Of course you can make time for both (if you so wish) but this is more about being intentional with what you consume rather than getting swept up in it all.

If you leave the twitter thread, video or post feeling fine that’s great but if you feel like you’ve wasted time then maybe you need to start making some changes.

Something to look forward to

This is one of the easiest ways to feel better about life.

Instead of gazing into the abyss of nothingness wondering what the future will hold, you can set yourself up with something to look forward to.

It could be a catch up with a friend in a few days time or a holiday a year from now. But it could also be you making time for a hobby you enjoy one evening after work.

I think the reason having something to look forward to can help us feel better is because it gives us some indication of how the future will be. Granted we can’t predict everything but if we can set one or even a few things in stone then suddenly the future isn’t so frightening.

It’s common to fear the unknown and so if you can in some way bring some sense of knowing or stability, it helps make things easier.

Figuring it out as you go

So often we think that we have to have everything worked out.

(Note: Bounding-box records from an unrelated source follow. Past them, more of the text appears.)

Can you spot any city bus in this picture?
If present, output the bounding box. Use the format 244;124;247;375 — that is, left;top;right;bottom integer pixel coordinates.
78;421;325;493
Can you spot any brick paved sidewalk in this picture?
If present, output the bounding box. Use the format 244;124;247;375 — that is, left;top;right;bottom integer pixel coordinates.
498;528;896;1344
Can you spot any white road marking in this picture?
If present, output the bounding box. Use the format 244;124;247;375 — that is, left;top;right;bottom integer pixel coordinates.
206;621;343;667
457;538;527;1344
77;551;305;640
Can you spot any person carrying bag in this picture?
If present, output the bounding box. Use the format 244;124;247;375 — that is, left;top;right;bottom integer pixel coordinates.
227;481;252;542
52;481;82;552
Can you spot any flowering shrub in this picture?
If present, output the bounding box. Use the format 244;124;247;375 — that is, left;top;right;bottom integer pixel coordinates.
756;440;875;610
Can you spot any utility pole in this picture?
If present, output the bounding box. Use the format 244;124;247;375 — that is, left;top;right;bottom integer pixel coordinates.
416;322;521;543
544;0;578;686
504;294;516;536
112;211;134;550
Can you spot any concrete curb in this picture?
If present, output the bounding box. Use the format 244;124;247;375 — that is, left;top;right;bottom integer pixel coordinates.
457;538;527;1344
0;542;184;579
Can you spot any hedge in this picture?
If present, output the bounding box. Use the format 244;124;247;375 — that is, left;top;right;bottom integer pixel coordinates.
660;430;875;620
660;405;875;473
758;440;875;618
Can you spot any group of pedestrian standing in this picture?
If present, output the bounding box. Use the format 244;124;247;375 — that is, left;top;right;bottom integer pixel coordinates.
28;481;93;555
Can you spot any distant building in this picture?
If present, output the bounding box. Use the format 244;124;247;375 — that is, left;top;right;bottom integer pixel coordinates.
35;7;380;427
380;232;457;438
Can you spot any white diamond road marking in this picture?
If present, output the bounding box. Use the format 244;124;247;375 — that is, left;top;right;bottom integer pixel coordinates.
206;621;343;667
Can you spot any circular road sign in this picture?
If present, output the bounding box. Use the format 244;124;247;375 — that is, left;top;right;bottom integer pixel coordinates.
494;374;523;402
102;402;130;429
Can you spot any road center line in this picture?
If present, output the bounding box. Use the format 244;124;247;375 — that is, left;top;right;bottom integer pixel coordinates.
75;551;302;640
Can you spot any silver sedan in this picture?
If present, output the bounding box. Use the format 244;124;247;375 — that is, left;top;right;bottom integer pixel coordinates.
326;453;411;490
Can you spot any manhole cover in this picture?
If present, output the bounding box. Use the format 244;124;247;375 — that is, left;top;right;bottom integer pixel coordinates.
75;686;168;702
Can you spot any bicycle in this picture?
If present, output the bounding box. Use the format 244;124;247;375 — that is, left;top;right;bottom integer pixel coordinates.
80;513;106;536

We convince ourselves that an idea is not enough that we have to have everything mapped out from A to Z and all the steps in between.

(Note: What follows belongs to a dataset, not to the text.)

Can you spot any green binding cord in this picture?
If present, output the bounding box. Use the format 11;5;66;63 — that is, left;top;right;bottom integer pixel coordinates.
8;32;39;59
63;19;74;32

But life will never go exactly as you plan, no matter how hard you try to control things.

I’ve learnt that the more you try to control things the less prepared you are for the unexpected. Granted it’s good to have some kind of plan and not just be like a boat with no oars. But you have no control over the flow of the waves.

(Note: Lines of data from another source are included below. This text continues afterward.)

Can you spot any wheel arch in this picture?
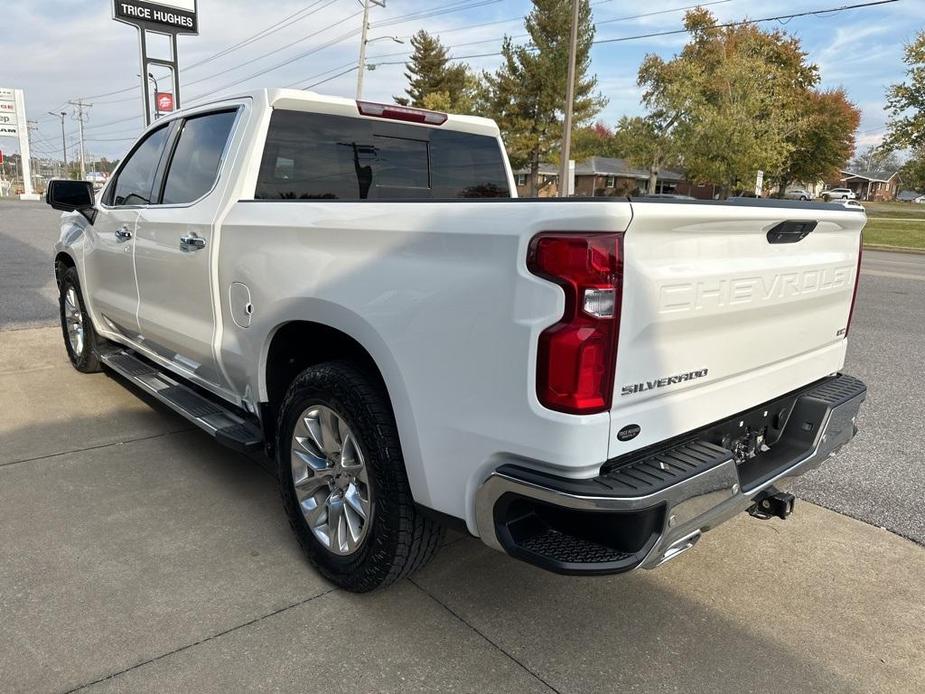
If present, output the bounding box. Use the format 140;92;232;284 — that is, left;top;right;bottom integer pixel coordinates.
258;313;429;503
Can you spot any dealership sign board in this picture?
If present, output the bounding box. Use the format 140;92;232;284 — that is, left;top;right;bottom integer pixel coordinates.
0;87;23;137
154;92;173;113
0;87;39;200
112;0;199;34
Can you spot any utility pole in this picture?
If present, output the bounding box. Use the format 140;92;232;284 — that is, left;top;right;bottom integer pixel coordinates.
26;120;39;189
357;0;385;99
559;0;579;198
68;99;93;181
48;111;67;178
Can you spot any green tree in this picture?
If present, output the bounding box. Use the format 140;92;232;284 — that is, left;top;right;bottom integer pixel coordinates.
638;8;819;194
882;31;925;152
777;89;861;194
480;0;606;195
395;29;476;113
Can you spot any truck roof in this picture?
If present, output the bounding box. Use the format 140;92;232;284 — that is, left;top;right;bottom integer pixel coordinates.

The optimum circumstance is to be adaptable and often that means being able to figure things out as you go because you can’t plan for every possibility.

 

Changing the rules

In day to day life you might be surprised at how many rules you follow. Things that you are or aren’t supposed to do or say?

Some of them are necessary and help us function well as a society whilst others just restrict us. Some are inflicted by others but some we force upon ourselves.

You make up unhelpful rules that get you off the hook because you cant, you’re not allowed, people don’t do that.

But maybe if something isn’t working out you could take control.

Make the decision to change rules and do something differently.

Small-scale spontaneity

So often we run from spontaneity because it doesn’t allow us to have as much control as we’d like.

We tell ourselves that it’s the wrong decision or that we need to give it more thought or maybe just say no instead of yes.

But the beauty of spontaneity is that it opens us up to other options that we could never even imagine. And so when you say no instead of yes out of trying to be in control you miss out and you don’t even realise it.

I recently did something spontaneous, it wasn’t grand in fact it was very small-scale. But it taught me that there are more benefits saying yes and being spontaneous then I had realised

The Monthly Manifesto

For the last few months of 2019 I’ve been creating a manifesto for each month that I read every morning.

It’s sort of like a list of affirmations around a specific theme like opening up more, speaking my truth or letting go. I don’t remember what sparked this idea but it’s something that I’d recommend.

In some ways it’s also like a love letter to myself full of encouragement and self-belief.

The purpose is to give yourself control over how you begin your day and re-affirm the intentions you have for not only the day but your life overall.

When I write my manifesto I ensure that I’m open and in-flow, I think about what I want to focus on for the coming month, what I need to work on or be reminded of and then I just write.

Each manifesto so far has started with the same 2 sentences that sort of set the scene and open up my mind to fully receive the words that follow.

It isn’t any form of magic but I’ve found that when I start my mornings declaring that ‘I am letting go of what no longer serves me and embracing joy’ it becomes embedded into my subconscious. All of a sudden I’m having moments where I’m questioning why I allow certain things in my life and if they are serving me.

I’m an advocate for having practices that help and this is just one of many things that works for me.

The basis of this particular practice is to begin each day by reminding yourself that change is possible.